Publié le par Christocentrix

L'auteur propose dans cet ouvrage une approche directe en vue de "réaliser"

l'enseignement platonicien et d'être un vrai philosophe, c'est à dire "celui qui est capable de voir la totalité". Il explique que pour apprécier cette philosophie nous devons comprendre qu'elle n'est pas simplement une recherche intellectuelle mais davantage un guide pour découvrir notre vraie nature et notre relation à la vaste création dans laquelle nous vivons. Il revient - au-delà des très nombreuses interprétations qu'à connu Platon - au coeur de cette pensée et en développe l'aspect effectif et libérateur. Il développe notamment que cette philosophie vise à la transformation de l'homme et de la société.

En outre Raphael montre comment dans l'oeuvre de Platon émerge le concept de l'infini métaphysique véritable et il fait dans un chapitre important un parallélisme entre Platon et Shankara (le grand maître indien du Védanta...( la branche orientale de la métaphysique indo-européenne...)

Il propose enfin deux aspects - la Dialectique et l'Eros - comme moyen de catharsis et de libération (réintégration).
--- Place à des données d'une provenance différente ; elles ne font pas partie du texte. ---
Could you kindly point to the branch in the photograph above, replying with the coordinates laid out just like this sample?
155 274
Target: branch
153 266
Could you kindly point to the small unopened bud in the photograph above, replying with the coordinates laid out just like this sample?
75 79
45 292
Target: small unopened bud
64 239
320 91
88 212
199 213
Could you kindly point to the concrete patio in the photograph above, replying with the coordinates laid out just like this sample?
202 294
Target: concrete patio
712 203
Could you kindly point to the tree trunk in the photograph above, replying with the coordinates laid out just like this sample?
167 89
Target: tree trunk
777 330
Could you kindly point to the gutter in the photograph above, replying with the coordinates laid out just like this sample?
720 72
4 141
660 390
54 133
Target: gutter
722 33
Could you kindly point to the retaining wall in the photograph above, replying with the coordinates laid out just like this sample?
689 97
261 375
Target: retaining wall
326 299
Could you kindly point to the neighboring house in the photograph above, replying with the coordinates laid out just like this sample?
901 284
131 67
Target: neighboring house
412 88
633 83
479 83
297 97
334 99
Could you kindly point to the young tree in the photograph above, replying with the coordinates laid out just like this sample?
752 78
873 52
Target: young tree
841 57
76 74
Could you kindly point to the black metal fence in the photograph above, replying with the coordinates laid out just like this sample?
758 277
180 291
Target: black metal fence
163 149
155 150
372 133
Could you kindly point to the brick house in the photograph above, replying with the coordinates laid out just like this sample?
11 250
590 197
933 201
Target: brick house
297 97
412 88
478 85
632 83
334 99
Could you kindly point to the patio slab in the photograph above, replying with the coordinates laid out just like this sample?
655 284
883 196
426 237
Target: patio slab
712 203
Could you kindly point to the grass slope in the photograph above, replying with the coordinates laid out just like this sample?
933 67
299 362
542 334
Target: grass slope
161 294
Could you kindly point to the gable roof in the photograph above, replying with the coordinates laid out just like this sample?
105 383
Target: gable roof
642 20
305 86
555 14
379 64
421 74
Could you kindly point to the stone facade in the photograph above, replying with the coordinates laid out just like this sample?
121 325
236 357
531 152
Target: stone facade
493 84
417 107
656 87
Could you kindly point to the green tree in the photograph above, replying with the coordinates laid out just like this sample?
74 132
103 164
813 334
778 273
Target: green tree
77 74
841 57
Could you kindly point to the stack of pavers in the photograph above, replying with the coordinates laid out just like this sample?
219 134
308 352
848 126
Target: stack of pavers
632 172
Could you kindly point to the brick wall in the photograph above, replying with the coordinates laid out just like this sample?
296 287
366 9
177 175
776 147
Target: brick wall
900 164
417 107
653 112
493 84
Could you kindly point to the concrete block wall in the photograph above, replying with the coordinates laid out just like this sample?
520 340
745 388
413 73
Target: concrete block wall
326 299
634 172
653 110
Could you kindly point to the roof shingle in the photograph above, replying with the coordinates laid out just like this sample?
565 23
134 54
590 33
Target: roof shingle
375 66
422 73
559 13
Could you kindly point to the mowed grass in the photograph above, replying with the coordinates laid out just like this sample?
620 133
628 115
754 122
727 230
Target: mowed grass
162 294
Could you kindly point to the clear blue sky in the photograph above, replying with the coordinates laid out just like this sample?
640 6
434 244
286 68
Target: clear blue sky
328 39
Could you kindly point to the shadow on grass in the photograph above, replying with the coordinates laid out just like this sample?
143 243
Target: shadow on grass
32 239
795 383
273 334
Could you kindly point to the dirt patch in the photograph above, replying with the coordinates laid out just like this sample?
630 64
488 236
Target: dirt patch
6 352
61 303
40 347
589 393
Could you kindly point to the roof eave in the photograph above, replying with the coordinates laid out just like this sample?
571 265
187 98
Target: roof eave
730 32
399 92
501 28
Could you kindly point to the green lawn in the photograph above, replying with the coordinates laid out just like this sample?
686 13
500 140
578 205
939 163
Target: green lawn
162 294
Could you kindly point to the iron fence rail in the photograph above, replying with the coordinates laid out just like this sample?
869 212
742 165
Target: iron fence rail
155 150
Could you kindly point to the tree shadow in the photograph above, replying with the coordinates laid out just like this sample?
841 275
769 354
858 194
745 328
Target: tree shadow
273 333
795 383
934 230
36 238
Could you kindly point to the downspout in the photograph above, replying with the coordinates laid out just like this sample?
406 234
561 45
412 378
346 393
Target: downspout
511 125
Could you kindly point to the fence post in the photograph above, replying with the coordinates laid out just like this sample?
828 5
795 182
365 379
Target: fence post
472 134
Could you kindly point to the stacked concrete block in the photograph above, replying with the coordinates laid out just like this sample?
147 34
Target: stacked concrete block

Ces deux moyens ou voies conduisent à l'unification de l'esprit humain avec l'Etre divin ou l'Un-Bien. L'expérience métaphysique du rattachement de l'humain au divin constitue sans aucun doute le fondement de la philosophie de Platon qui propose à l'homme de faire "l'expérience de l'Etre", car celui-ci EST et ne devient pas.

 

Cet ouvrage est également accessible aux non-experts car il présente une exposition claire qui facilite la lecture et la compréhension de cette pensée fondatrice de la philosophie occidentale.

 

                                               INITIATION A LA PHILOSOPHIE DE PLATON

                                                    (Raphael) (édit. Accarias - L'Originel)

 

 

sommaire :

- la sphère de l'Etre et les Idées. - l'Un-Bien en tant que réalité métaphysique. - dualisme platonicien ?  - la dialectique comme technique d'éveil. - l'Ame possède déjà la Vérité. - l'ascèse platonicienne. - la Connaissance cathartique. - l'Ascension de l'Eros philosophique. - Shankara, Platonisme et Védanta.

 

                                                                

                                                                            ***

 

On associera utilement à cette lecture, le livre de Fernand SCHWARZ,

LA SAGESSE DE SOCRATE, philosophie du bonheur, éditions des 3 Monts, 2004). 

 

 extrait du sommaire :

- LA MÉTHODE SOCRATIQUE : LA DIALECTIQUE - L'art du dialogue - La dialectique, un cheminement de l'âme

- Le chemin ascendant : l'analogie - Le chemin descendant : la diérèse ou vérification dans la multiplicité - Le double mouvement de l'âme - les trois phases de la méthode dialectique- .

- LE CHEMIN DU BONHEUR - La finalité de Socrate : le bonheur - Un Socrate proche des Orientaux.

- LA PÉDAGOGIE SOCRATIQUE : L'IRONIE

- L'AMOUR SELON SOCRATE : - L'amour, un manque plein de ressources - L'Eros de Socrate.

- Conclusion : RENAÎTRE PAR LE BONHEUR.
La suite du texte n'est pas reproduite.